So I grab an armful and so does he and we wachle them downstairs and try to pack them into my car. It's like wrestling an octopus.

"You've done that, have you?" he says, as we stuff them in and they bounce right back out again.

"In my youth as a deep-sea diver," I say.

"Tentacles would be great for an artist," he says. "You can use them as arms or legs. I could paint a picture while having a coffee and a sandwich and hanging from the ceiling, looking cool. "

"The male octopus even has a tentacle that's a detachable penis," I tell him, as we finally get them penned up in the back and take our seats in front. "It's called a hectocotylus. Octopus sex consists of him pulling it off and presenting it to her"

"That's drastic," he says. "Does she like it?"

"She loves it. 'What a beautiful gift for a girl,' she goes. 'Was it expensive?'"

"And he goes, 'Cost me an arm and a leg.'" he says. "Have you been saving that up all your life, waiting for an octopus conversation?"

"Pretty much," I say. "You don't get many. Where is it you want me to take yours?"

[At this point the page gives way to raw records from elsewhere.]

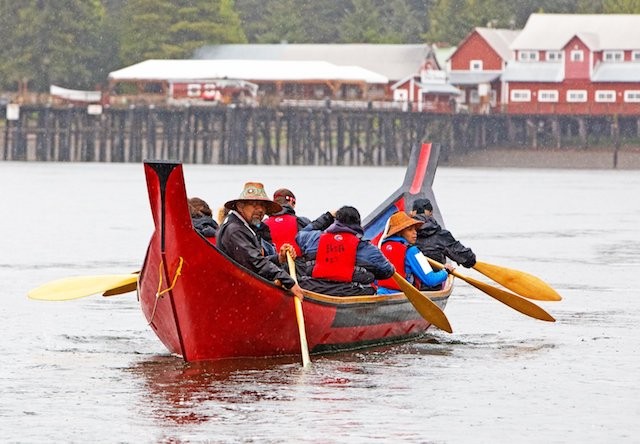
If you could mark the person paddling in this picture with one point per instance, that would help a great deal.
(285, 224)
(342, 262)
(237, 239)
(436, 242)
(398, 246)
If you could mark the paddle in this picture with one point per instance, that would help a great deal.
(425, 306)
(81, 286)
(516, 302)
(304, 348)
(519, 282)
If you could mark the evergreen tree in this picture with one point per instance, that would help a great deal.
(621, 6)
(174, 29)
(48, 43)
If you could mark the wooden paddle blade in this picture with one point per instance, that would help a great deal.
(81, 286)
(519, 282)
(304, 347)
(425, 306)
(514, 301)
(132, 286)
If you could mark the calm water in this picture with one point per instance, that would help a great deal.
(90, 370)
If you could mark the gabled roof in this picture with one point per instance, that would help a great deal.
(265, 70)
(616, 72)
(598, 31)
(392, 61)
(533, 72)
(473, 77)
(500, 40)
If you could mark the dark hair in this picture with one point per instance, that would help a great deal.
(200, 206)
(420, 205)
(348, 215)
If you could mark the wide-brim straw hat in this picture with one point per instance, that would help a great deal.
(399, 221)
(254, 191)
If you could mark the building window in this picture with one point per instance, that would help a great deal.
(194, 90)
(400, 95)
(528, 56)
(520, 95)
(632, 96)
(576, 95)
(548, 95)
(608, 96)
(554, 56)
(475, 65)
(474, 97)
(613, 56)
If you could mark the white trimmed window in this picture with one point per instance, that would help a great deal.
(400, 95)
(475, 65)
(632, 95)
(474, 97)
(520, 95)
(605, 95)
(194, 90)
(554, 56)
(613, 56)
(577, 95)
(577, 55)
(548, 95)
(528, 56)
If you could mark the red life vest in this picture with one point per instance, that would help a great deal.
(336, 257)
(394, 251)
(283, 229)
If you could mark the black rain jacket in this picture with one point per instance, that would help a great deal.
(438, 244)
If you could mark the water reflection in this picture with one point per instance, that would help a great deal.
(180, 391)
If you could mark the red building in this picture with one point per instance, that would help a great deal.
(575, 64)
(476, 67)
(427, 91)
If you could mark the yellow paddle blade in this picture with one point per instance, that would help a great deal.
(304, 347)
(519, 282)
(514, 301)
(425, 306)
(80, 286)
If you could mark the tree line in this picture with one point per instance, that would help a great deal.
(76, 43)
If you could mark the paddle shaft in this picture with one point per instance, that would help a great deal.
(425, 306)
(304, 348)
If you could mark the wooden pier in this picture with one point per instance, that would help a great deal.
(285, 136)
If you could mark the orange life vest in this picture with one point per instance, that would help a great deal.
(394, 251)
(283, 229)
(336, 256)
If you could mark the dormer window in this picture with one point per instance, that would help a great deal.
(475, 65)
(613, 56)
(528, 56)
(554, 56)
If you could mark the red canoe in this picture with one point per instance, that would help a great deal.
(203, 306)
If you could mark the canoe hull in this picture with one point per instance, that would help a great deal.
(203, 306)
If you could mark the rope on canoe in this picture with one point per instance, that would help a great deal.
(159, 293)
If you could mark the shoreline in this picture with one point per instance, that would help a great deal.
(628, 158)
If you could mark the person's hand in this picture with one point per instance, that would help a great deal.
(297, 292)
(284, 249)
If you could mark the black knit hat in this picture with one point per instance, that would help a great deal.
(420, 205)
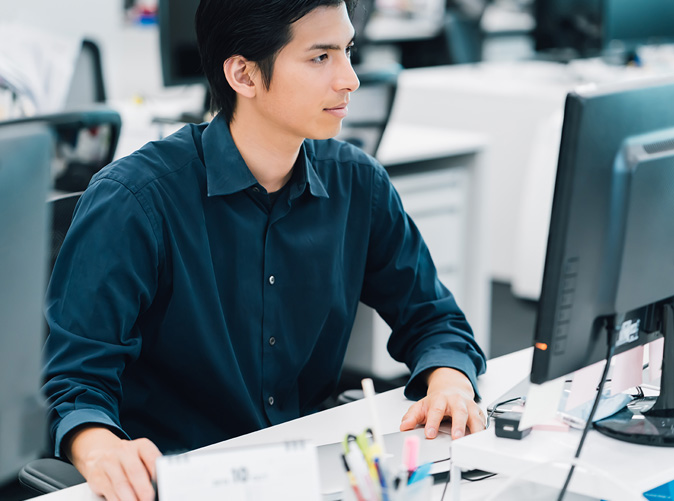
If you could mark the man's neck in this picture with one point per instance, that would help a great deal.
(269, 157)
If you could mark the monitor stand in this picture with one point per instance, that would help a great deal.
(649, 421)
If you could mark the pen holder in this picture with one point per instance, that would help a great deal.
(418, 491)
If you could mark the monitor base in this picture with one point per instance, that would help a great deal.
(634, 424)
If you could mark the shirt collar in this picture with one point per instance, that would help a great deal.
(227, 172)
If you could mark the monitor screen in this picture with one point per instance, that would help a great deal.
(627, 24)
(180, 60)
(609, 258)
(568, 28)
(24, 183)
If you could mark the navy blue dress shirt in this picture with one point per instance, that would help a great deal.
(186, 308)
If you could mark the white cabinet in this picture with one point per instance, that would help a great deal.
(436, 172)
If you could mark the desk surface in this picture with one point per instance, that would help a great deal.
(331, 425)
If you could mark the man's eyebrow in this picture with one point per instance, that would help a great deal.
(328, 46)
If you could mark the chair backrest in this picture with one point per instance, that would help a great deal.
(371, 106)
(87, 85)
(85, 142)
(62, 208)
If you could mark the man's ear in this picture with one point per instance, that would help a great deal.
(240, 73)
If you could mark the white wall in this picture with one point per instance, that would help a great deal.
(130, 53)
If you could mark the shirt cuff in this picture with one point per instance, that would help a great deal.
(416, 387)
(83, 416)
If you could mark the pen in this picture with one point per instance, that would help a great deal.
(410, 453)
(359, 468)
(368, 390)
(352, 480)
(382, 479)
(420, 473)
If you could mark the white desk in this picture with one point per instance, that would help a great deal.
(331, 425)
(513, 105)
(641, 468)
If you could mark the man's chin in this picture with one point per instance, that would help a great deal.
(326, 134)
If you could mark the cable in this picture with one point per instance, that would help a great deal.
(496, 406)
(610, 327)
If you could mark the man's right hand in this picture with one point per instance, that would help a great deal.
(117, 469)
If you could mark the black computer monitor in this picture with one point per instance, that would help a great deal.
(610, 253)
(24, 182)
(566, 29)
(627, 24)
(180, 60)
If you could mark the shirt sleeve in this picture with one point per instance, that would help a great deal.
(401, 283)
(104, 278)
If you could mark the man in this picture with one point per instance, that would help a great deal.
(209, 281)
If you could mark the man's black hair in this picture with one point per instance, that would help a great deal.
(254, 29)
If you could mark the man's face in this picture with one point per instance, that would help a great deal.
(312, 77)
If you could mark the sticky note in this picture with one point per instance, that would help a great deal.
(542, 403)
(627, 370)
(655, 350)
(584, 385)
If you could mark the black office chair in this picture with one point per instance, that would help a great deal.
(371, 106)
(87, 85)
(85, 141)
(47, 475)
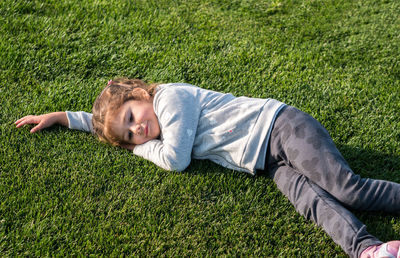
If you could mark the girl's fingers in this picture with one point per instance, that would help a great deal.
(27, 120)
(37, 128)
(21, 119)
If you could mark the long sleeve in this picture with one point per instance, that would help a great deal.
(80, 121)
(178, 112)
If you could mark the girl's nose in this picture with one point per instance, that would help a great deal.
(137, 129)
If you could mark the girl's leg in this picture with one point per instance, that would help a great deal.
(316, 204)
(301, 142)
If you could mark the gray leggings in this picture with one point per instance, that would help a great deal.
(307, 167)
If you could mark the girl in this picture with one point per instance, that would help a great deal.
(169, 124)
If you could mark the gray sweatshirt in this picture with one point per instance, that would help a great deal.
(204, 124)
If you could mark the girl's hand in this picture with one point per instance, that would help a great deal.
(43, 121)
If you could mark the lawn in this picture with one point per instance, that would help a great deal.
(63, 193)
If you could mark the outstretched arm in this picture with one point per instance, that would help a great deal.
(43, 121)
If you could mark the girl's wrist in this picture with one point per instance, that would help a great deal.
(62, 118)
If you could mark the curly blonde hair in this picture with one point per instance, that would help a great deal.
(117, 92)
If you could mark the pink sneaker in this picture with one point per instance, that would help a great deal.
(386, 250)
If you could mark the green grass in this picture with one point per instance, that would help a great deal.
(64, 193)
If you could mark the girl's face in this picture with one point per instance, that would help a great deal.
(136, 123)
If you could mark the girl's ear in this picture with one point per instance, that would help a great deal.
(141, 93)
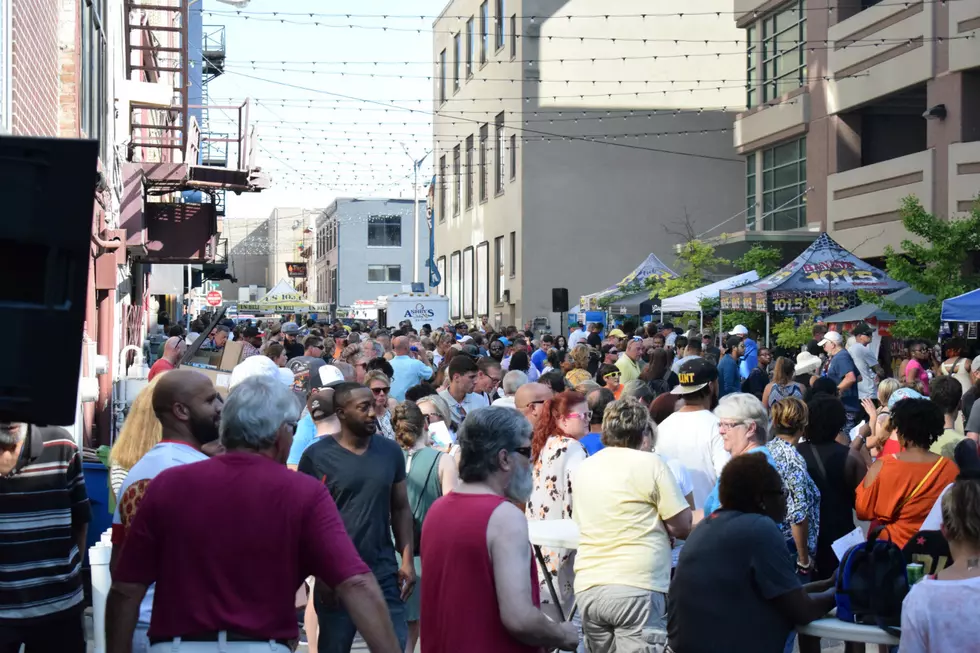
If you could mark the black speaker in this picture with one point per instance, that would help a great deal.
(47, 190)
(559, 300)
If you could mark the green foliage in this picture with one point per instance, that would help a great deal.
(932, 264)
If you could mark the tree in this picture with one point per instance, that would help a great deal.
(932, 264)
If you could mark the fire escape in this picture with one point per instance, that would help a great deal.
(165, 157)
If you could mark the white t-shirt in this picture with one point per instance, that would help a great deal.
(692, 439)
(937, 615)
(163, 456)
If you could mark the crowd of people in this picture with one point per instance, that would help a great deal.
(708, 479)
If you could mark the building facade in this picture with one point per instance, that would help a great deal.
(560, 133)
(364, 249)
(851, 107)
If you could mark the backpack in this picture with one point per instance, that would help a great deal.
(872, 583)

"Macintosh Building," he says. "It's going to be the branches of an artistic tree for this group project I was telling you about."

"What's the topic?"

"St Enoch."

"Ah, the ancient Celtic princess," I say. "Sounds like a guy but she's not."

"Isn't she?"

"St Enoch was St Teneu," I tell him. "Raped then condemned to be thrown off Traprain Law for getting pregnant. Survived and was taken in by the abbot Serf, who cared for her and her son Kentigern, later called Mungo. He founded Glasgow."

"You know lots of useless shit, don't you?" he says.

"I do."

"Is there a tree in the story?" he says.

"There is. A hazel tree that Mungo prayed over to make its branches burst into flames, so he could relight a holy fire. The tree's now part of Glasgow's coat of arms."

"Great!" he says. "I've been telling the guys we should set ours on fire for artistic reasons."

"What artistic reasons?"

"Go right here to avoid the one-way system," he says. "It's this 'What is art?' question again. I reckon things not being what they are is part of it. Like I did a cast of the coffee cup in my bag during a workshop and got lots of coffee cups made of plaster.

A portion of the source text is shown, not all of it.